I want to see a classifier that takes text and can check the sources to see if the information is accurate. And another model that takes text and rates how much “well-written” it is: bonus points for terseness and clarity.
That way either the AI generated text gets flagged by the classifiers, or the AI generated text is genuinely high-quality and I want it.
> We propose a watermarking framework for proprietary language models. The watermark can be embedded with negligible impact on text quality, and can be detected using an efficient open-source algorithm without access to the language model API or parameters.
> Google’s approach is to label the images when they come out of the AI system, instead of trying to determine whether they’re real later on. Google said Shutterstock and Midjourney would support this new markup approach. Google developer documentation says the markup will be able to categorize images as trained algorithmic media, which was made by an AI model; a composite image that was partially made with an AI model; or algorithmic media, which was created by a computer but isn’t based on training data.

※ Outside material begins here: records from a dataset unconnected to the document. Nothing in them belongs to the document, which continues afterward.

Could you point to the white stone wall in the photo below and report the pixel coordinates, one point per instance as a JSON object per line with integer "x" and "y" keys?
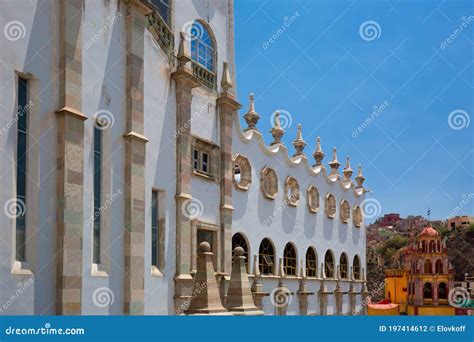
{"x": 257, "y": 217}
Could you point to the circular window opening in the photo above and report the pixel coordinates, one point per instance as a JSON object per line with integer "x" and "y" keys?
{"x": 313, "y": 199}
{"x": 345, "y": 211}
{"x": 268, "y": 183}
{"x": 242, "y": 173}
{"x": 330, "y": 206}
{"x": 292, "y": 191}
{"x": 357, "y": 214}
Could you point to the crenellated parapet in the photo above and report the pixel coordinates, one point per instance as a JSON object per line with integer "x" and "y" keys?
{"x": 332, "y": 176}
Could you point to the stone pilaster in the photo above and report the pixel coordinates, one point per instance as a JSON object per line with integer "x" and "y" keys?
{"x": 70, "y": 162}
{"x": 303, "y": 292}
{"x": 135, "y": 151}
{"x": 227, "y": 106}
{"x": 185, "y": 81}
{"x": 205, "y": 299}
{"x": 239, "y": 296}
{"x": 257, "y": 292}
{"x": 323, "y": 294}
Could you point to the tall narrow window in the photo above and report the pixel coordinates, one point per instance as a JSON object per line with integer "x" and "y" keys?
{"x": 97, "y": 193}
{"x": 154, "y": 228}
{"x": 21, "y": 165}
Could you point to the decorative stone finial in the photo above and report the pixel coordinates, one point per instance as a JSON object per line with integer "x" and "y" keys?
{"x": 256, "y": 269}
{"x": 347, "y": 170}
{"x": 251, "y": 117}
{"x": 226, "y": 82}
{"x": 334, "y": 163}
{"x": 318, "y": 154}
{"x": 207, "y": 299}
{"x": 299, "y": 143}
{"x": 281, "y": 270}
{"x": 360, "y": 178}
{"x": 183, "y": 51}
{"x": 277, "y": 132}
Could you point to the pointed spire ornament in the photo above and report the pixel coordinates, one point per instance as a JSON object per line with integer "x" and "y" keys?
{"x": 347, "y": 170}
{"x": 360, "y": 178}
{"x": 277, "y": 131}
{"x": 251, "y": 117}
{"x": 226, "y": 82}
{"x": 299, "y": 143}
{"x": 183, "y": 51}
{"x": 318, "y": 154}
{"x": 334, "y": 163}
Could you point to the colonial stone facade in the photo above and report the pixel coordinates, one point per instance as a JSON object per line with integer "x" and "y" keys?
{"x": 143, "y": 194}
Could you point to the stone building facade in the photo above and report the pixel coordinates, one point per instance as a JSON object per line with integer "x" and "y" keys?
{"x": 125, "y": 167}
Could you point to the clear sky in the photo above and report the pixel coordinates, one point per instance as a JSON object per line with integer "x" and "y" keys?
{"x": 328, "y": 63}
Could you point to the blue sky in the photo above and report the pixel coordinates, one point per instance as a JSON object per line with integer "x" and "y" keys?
{"x": 329, "y": 73}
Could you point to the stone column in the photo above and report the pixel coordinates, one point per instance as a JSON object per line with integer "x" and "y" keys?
{"x": 227, "y": 107}
{"x": 70, "y": 162}
{"x": 205, "y": 299}
{"x": 185, "y": 81}
{"x": 239, "y": 296}
{"x": 352, "y": 296}
{"x": 364, "y": 294}
{"x": 323, "y": 294}
{"x": 257, "y": 292}
{"x": 134, "y": 144}
{"x": 339, "y": 294}
{"x": 303, "y": 292}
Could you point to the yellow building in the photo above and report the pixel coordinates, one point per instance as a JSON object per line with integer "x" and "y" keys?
{"x": 421, "y": 285}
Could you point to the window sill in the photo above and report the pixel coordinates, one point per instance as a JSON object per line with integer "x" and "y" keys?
{"x": 98, "y": 271}
{"x": 155, "y": 272}
{"x": 204, "y": 175}
{"x": 21, "y": 268}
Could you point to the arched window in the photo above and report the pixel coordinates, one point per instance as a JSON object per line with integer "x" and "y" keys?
{"x": 343, "y": 266}
{"x": 311, "y": 263}
{"x": 266, "y": 257}
{"x": 432, "y": 246}
{"x": 439, "y": 267}
{"x": 238, "y": 240}
{"x": 428, "y": 268}
{"x": 329, "y": 264}
{"x": 164, "y": 9}
{"x": 357, "y": 216}
{"x": 356, "y": 267}
{"x": 427, "y": 291}
{"x": 202, "y": 46}
{"x": 442, "y": 291}
{"x": 289, "y": 259}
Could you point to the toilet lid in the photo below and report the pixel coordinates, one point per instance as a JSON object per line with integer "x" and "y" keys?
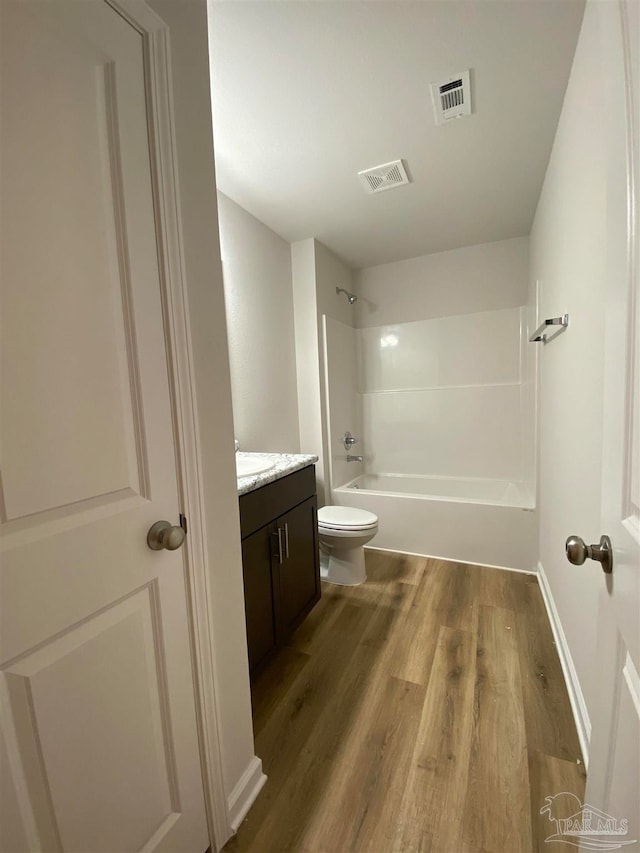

Can it store at least: (1) the prompt; and (2) the model which purportedly were generated by a Turing robot with said markup specification? Is it schema.org JSON-LD?

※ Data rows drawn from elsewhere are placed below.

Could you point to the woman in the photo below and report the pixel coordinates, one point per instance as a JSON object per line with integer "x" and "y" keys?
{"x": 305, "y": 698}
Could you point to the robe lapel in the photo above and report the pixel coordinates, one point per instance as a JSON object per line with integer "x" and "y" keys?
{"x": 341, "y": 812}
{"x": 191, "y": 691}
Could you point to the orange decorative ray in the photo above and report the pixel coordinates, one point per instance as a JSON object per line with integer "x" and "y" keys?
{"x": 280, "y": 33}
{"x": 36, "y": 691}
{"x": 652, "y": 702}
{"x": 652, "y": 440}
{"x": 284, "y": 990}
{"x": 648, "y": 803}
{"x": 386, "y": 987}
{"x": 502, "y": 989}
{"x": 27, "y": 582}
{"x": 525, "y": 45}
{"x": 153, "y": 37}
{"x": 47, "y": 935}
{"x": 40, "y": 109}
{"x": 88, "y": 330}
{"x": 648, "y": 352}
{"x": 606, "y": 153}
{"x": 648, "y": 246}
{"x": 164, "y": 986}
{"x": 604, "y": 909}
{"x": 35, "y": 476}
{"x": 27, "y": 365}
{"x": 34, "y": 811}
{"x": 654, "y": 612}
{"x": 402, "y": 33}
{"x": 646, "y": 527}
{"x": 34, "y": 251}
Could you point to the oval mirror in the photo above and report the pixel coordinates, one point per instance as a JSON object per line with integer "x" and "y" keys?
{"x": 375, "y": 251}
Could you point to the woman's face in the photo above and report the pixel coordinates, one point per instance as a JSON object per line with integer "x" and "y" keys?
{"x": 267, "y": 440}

If IPTC-to-RDF i.e./e.g. schema:ImageObject (schema:CreativeWork > https://schema.org/ImageObject) mappings are complete, it would be possible to sign IPTC metadata with W3C Verifiable Credentials (and e.g. W3C DIDs) just like any other [JSON-LD,] RDF; but is there an IPTC schema extension for appending signatures, and/or is there an IPTC graph normalization step that generates equivalent output to a (web-standardized) JSON-LD normalization function?
How should input parameters and e.g. LLM model version & signed checksum and model hyperparameters be stored next to a generated CreativeWork? filename.png.meta.jsonld.json or similar?

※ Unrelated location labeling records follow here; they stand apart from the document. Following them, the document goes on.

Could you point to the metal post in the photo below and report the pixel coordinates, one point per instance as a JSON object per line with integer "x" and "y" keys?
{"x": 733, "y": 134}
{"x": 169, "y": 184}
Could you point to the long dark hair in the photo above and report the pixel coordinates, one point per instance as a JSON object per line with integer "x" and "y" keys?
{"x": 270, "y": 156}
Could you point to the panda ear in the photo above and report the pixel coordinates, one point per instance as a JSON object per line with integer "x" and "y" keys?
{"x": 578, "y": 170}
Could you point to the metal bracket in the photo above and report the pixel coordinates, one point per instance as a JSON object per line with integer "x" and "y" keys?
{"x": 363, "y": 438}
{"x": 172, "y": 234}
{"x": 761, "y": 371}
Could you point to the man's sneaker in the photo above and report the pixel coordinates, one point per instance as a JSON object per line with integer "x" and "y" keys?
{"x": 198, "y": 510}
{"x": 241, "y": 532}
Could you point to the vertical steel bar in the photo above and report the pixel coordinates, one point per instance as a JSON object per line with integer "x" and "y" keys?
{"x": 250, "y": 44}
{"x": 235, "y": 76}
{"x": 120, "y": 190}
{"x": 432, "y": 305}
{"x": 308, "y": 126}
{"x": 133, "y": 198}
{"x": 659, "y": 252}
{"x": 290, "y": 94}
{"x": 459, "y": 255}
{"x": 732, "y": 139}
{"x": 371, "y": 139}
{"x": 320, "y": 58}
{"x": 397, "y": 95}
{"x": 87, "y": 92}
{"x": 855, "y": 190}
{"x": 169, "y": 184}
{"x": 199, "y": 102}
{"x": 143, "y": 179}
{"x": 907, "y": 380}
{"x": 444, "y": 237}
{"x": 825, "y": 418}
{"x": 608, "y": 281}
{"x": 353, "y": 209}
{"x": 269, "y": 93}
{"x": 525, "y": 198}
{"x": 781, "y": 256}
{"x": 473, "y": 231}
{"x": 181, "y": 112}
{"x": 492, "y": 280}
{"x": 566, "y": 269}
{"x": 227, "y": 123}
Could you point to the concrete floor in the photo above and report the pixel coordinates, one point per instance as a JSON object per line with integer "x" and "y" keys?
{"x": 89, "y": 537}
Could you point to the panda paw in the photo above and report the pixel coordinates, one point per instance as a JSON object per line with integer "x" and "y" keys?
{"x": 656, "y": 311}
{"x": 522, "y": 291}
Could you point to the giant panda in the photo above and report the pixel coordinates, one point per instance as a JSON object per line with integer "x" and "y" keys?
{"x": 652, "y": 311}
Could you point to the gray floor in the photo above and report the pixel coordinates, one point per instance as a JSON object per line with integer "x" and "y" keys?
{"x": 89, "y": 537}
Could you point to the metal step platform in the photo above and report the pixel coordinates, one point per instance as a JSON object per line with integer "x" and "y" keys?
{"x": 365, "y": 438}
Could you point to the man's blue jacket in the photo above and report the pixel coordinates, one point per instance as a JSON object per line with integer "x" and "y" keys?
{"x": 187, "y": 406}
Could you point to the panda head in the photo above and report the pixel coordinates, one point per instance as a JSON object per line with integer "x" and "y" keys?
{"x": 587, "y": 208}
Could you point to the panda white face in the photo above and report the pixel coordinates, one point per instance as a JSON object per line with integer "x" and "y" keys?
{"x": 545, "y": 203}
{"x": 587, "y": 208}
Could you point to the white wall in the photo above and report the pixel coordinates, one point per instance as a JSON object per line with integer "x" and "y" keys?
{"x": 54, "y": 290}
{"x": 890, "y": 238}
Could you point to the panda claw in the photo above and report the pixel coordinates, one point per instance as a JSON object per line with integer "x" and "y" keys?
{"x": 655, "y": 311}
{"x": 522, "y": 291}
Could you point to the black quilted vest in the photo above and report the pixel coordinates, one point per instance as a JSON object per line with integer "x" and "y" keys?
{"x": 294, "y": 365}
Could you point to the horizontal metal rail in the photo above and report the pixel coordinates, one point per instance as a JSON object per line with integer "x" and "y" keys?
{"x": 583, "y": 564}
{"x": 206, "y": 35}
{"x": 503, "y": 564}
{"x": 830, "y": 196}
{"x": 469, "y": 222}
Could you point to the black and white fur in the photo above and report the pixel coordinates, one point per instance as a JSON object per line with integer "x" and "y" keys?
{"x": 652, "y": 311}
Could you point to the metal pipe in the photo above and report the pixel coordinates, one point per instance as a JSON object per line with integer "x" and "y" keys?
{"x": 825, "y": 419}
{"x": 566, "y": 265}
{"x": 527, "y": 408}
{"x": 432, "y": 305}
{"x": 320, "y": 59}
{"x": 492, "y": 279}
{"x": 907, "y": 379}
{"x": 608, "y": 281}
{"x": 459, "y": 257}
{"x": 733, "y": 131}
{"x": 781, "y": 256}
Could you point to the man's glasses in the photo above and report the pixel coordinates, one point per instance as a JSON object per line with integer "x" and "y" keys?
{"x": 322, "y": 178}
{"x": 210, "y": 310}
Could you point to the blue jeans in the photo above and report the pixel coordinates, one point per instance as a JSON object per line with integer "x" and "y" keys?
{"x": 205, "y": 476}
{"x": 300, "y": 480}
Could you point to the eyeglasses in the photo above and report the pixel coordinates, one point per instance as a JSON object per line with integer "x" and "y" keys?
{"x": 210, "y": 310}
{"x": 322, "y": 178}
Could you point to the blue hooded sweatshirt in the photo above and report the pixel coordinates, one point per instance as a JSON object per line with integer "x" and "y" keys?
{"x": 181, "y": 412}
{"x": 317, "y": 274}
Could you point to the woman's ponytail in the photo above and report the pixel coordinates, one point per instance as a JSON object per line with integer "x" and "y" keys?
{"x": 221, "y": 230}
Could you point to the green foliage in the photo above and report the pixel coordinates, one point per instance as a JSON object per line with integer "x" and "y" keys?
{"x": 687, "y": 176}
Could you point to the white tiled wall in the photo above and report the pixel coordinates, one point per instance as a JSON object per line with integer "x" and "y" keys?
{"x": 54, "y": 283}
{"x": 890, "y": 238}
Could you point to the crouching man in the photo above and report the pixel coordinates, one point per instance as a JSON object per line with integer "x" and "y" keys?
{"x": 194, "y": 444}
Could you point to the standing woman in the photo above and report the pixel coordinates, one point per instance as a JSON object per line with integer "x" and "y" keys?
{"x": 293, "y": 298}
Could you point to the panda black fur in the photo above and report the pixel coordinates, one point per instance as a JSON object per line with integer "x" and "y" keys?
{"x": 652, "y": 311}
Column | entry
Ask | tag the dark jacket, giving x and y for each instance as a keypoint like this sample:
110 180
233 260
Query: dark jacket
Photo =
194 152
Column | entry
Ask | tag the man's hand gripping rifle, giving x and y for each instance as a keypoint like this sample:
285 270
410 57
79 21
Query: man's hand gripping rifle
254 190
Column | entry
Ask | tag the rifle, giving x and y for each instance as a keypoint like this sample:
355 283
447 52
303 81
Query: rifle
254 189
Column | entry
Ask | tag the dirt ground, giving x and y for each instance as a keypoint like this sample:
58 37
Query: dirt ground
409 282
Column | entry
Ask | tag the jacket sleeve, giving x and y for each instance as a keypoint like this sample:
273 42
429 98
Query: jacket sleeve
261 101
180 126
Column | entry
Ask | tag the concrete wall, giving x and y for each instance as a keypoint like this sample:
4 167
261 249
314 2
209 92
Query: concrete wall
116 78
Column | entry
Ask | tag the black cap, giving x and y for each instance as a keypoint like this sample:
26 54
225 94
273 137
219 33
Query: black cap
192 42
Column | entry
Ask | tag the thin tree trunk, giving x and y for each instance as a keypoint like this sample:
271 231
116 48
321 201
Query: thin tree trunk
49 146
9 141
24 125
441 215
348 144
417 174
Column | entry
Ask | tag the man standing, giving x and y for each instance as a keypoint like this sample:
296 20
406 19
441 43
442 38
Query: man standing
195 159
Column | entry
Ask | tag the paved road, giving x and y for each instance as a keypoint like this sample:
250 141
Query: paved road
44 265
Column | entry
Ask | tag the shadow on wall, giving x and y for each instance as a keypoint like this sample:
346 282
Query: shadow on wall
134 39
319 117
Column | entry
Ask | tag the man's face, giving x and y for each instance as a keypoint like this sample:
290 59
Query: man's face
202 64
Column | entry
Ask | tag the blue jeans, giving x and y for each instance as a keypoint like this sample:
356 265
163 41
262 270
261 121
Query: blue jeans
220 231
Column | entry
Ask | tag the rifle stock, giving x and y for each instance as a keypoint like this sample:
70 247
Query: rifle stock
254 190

If an LLM passes the Turing test ("The Imitation Game") - i.e. has output indistinguishable from a human's output - does that imply that it is not possible to stylometrically fingerprint its outputs without intentional watermarking?
Implicit in the Turing test is the entity doing the evaluation. It's quite possible that a human evaluator could be tricked, but a tool-assisted human, or an AI itself could not be. Or even just some humans could be better at not being tricked than others.